The unexpected suspense this time is due to my leaving behind all my cash and jewelry in the almost invisible safe in the dark closet of my hotel room in San José, Costa Rica.  As soon as I opened the closet here in Panama and saw the open security box – much more accessible here than there – I thought, “Oh my God, my stupidity has reached alarming new heights.”  Fortunately, I was able to call the hotel in San José and finally, after several hours of calls back and forth with a very kind guy named Daniel, it turns out he can send the money by Western Union and that the jewelry will be sent by DHL or FedEx before I depart.

This is one more cost, along with my emergency dental work and the new watch that I had to buy at the airport to replace the one I lost, that has unexpectedly reduced my travel fund.  I am realizing that the unexpected is more compelling when you’re over 65.  That’s the lesson for today.

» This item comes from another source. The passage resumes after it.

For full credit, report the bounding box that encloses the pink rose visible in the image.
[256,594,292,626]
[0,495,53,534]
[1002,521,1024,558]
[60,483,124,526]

It is worth recording the heroic efforts on the part of Daniel Cubero of the Hampton Inn in San José to return my things to me.  First, on company time, he deposited my US$400 with Western Union, which was when he discovered that they would not accept euros (I had stocked myself with those too).  So this morning, on his own time, he went to the Central Bank and changed the euros into US dollars and returned to Western Union, where he made a second deposit, then called to tell me that that I could now retrieve them both in a Western Union office that he discovered very close to my hotel here in Panama.  In addition, he had Federal Express pick up my jewelry this morning at seven o’clock, and urged them to make a priority delivery, since I am uncertain about my departure time, and he informed me that they will be delivering my things between three and five this afternoon.  This is all from one country to another, and jaw-droppingly amazing, and I asked him what would be the cost of the Federal Express shipment, expecting to have to pay a great deal for it.  He said, “No, no, no, it’s on the hotel.”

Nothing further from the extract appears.